Refer this notebook notebooks/gx/gx_sql_db.ipynb

Notebook Overview

Initializing the Great Expectations Directory

To begin, you'll need to initialize a Great Expectations directory for your project. This directory will store your data validation configurations, expectations, and checkpoints. You can use the "init" command to set up the directory structure. Detailed code for this initialization can be found in our accompanying Jupyter Notebook.

Creating a Data Source for AWS S3

Great Expectations allows you to create data sources that connect to your data stored in different locations. In this case, we will create a data source connecting to AWS S3. You will need to specify the name of the data source, the S3 bucket name where your data is stored, and other connection details. We will provide code examples in the notebook for creating this S3 data source, which will be named "S3_NYC_Yellow_Taxi2."

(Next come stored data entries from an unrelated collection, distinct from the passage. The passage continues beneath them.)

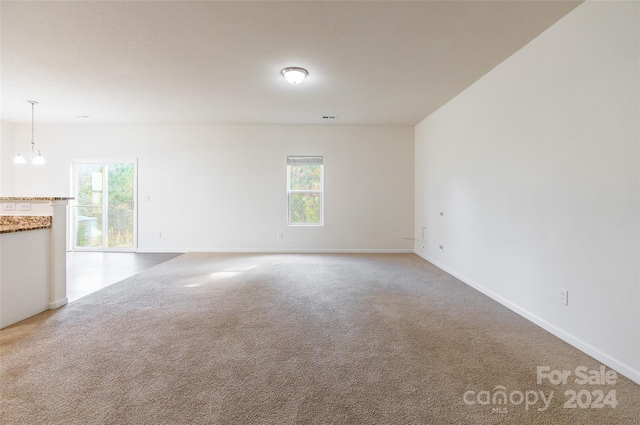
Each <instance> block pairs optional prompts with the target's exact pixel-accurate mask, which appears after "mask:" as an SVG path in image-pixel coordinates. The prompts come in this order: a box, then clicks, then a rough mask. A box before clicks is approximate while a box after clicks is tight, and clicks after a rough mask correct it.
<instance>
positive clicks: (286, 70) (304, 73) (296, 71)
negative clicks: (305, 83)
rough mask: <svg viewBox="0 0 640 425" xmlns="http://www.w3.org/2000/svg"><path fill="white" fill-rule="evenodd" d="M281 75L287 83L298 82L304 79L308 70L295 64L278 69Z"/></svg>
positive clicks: (305, 77)
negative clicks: (280, 70) (290, 66)
mask: <svg viewBox="0 0 640 425" xmlns="http://www.w3.org/2000/svg"><path fill="white" fill-rule="evenodd" d="M280 72H281V73H282V76H283V77H284V79H285V80H287V83H289V84H300V83H301V82H303V81H304V79H305V78H306V76H307V75H309V72H308V71H307V70H306V69H304V68H298V67H296V66H291V67H288V68H285V69H283V70H282V71H280Z"/></svg>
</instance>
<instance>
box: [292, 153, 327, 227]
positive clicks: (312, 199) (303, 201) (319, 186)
mask: <svg viewBox="0 0 640 425" xmlns="http://www.w3.org/2000/svg"><path fill="white" fill-rule="evenodd" d="M323 174H324V170H323V161H322V157H321V156H289V157H287V202H288V208H287V216H288V221H287V223H288V224H289V225H292V226H295V225H303V226H304V225H307V226H309V225H310V226H322V224H323V217H322V216H323V213H322V210H323V208H322V204H323V199H322V198H323V191H324V184H323V180H324V175H323Z"/></svg>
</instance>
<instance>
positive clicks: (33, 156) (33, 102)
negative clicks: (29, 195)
mask: <svg viewBox="0 0 640 425" xmlns="http://www.w3.org/2000/svg"><path fill="white" fill-rule="evenodd" d="M27 102H29V103H30V104H31V151H29V150H27V149H21V150H23V151H27V152H29V159H30V160H31V163H32V164H34V165H42V164H44V158H43V157H42V154H41V153H40V149H37V148H36V142H35V140H34V138H33V134H34V131H33V130H34V124H33V123H34V119H33V118H34V110H35V105H36V104H37V103H38V102H36V101H35V100H27ZM13 163H14V164H26V163H27V161H26V160H25V159H24V157H23V156H22V155H20V154H17V155H16V157H15V158H14V159H13Z"/></svg>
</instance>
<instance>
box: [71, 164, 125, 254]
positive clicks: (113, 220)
mask: <svg viewBox="0 0 640 425" xmlns="http://www.w3.org/2000/svg"><path fill="white" fill-rule="evenodd" d="M72 171H73V188H74V197H75V200H74V201H73V209H72V215H73V217H72V220H73V223H74V225H73V226H71V227H72V231H73V234H72V241H73V249H74V250H92V251H135V249H136V245H137V238H136V233H137V232H136V229H137V222H136V221H137V214H136V198H137V193H136V187H137V170H136V161H135V160H119V161H106V160H95V161H94V160H88V161H74V162H73V163H72Z"/></svg>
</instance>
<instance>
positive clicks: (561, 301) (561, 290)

Creating an Expectations Suite

With the S3 data source set up, you can proceed to define expectations for your data. Expectations help you specify what you anticipate in your data, such as data types, value constraints, and other properties. The Jupyter Notebook contains code examples to guide you through creating an expectations suite for your S3-stored data.

Creating a Checkpoint

Checkpoints are crucial for monitoring your data quality over time. They capture the state of your data at specific points and help you track its quality. We will demonstrate how to create a checkpoint to monitor your S3 data against your defined expectations using Great Expectations.

Viewing the Data Report

Great Expectations generates Data Docs that provide comprehensive reports on your data. These reports include data profiling, data validation results, and other valuable information. You can use Data Docs to gain insights into your data's quality and potential issues. We will show you how to view these reports in the notebook.